Discussed the results of my experiment 1. Assumed that there were more white pixels than expected is because when converted signed ints to unsigned ints, the two-compliment representation causes the conversion to turn small negatives into large numbers. This turns some spots white. On average some spots will be small numbers and other spots will be large numbers (represented by white and black pixels). Also noticed larger blocks of pixels near the edges of the picture and finer grains of noise near the center. This indicates that the camera is more sensitive towards the middle of the lens. It is also possible that whiter images have less noise (larger blocks in the noise map). Also noticed that I save the noise maps as pngs, there is a little discrepancy since the input images are jpgs but adding another layer of compression shouldn't improve the results too much. Also looked at the dataset and discovered that the images are not of the same objects across different camera models.

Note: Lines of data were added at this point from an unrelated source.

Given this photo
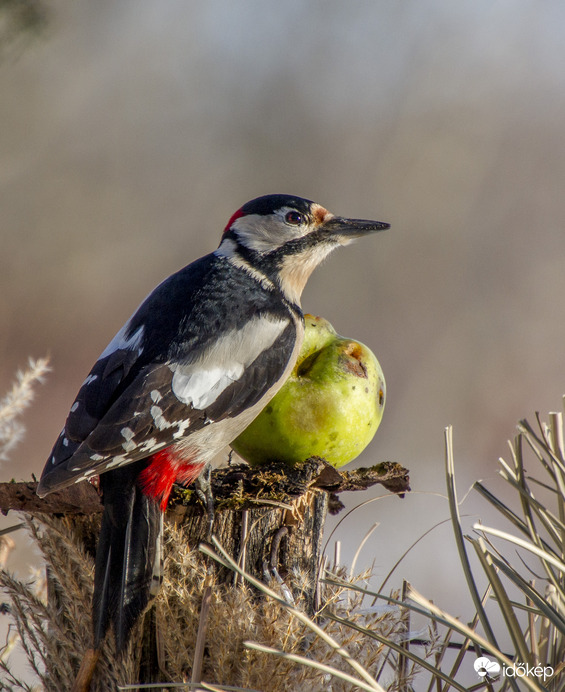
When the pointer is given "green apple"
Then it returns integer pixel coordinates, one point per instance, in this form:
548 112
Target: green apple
330 406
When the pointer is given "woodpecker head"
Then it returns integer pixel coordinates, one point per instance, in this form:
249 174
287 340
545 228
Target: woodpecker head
286 237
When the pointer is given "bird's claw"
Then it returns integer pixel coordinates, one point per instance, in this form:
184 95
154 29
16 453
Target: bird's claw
203 489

Things to do for this week:

  • Re-read the first article and explain flat fielding and explain how their camera detection algorithms works
  • Implement std-dev filter for deliverable 1
  • Fix deliverable 1 in proposal

Week 3 - September 7th 2021

Potential Dataset

Potential Reference Code

Discussed the various ways to take sensor noise patterns and any future complications that the project can hold. Discussed the above dataset and my updated proposal. I presented reference 1.

Things to do for this week:

  • Make slides when presenting articles.
  • Upload documents you want Pollet to see to the website before the meeting.
  • Get started on deliverable 1.
  • Set up a tripod with consistent lighting. Take ten pics of a single colored cardboard and use python image library to subtract the average pixel value of the images from each image. See if you can see a noise pattern that is consistent across all ten images. Also try subtracting the standard deviation from all images.
  • Fix proposal by removing extra 7 in week 7 and put the calendar in a table.
  • Eventually we may be able to distinguish the difference between phones of the same model.
  • Download the dataset and inspect it.

Week 2 - August 31th 2021

Discussed further about the topic. Pollet made suggestions on what types of deliverables he would like to see. He also explained what his role would be as my advisor and what he expects of me for CS297

Things to do for this week:

  • Make summaries of articles.
  • Fill out CS297 proposal.
  • Get started on deliverable 1.

Week 1 - August 24th 2021

Met with the rest of his students for the CS297/298 classes and decided when to meet. Made introductions with the other students and got to know each other. Professor suggested this project idea: finding a way to change the sensor data of an image to seem like it was taken from a different camera.

Things to do for this week:

  • Find articles about this topic to further increase my knowledge of this subject.
  • Begin thinking of deliverables to meet and make a schedule.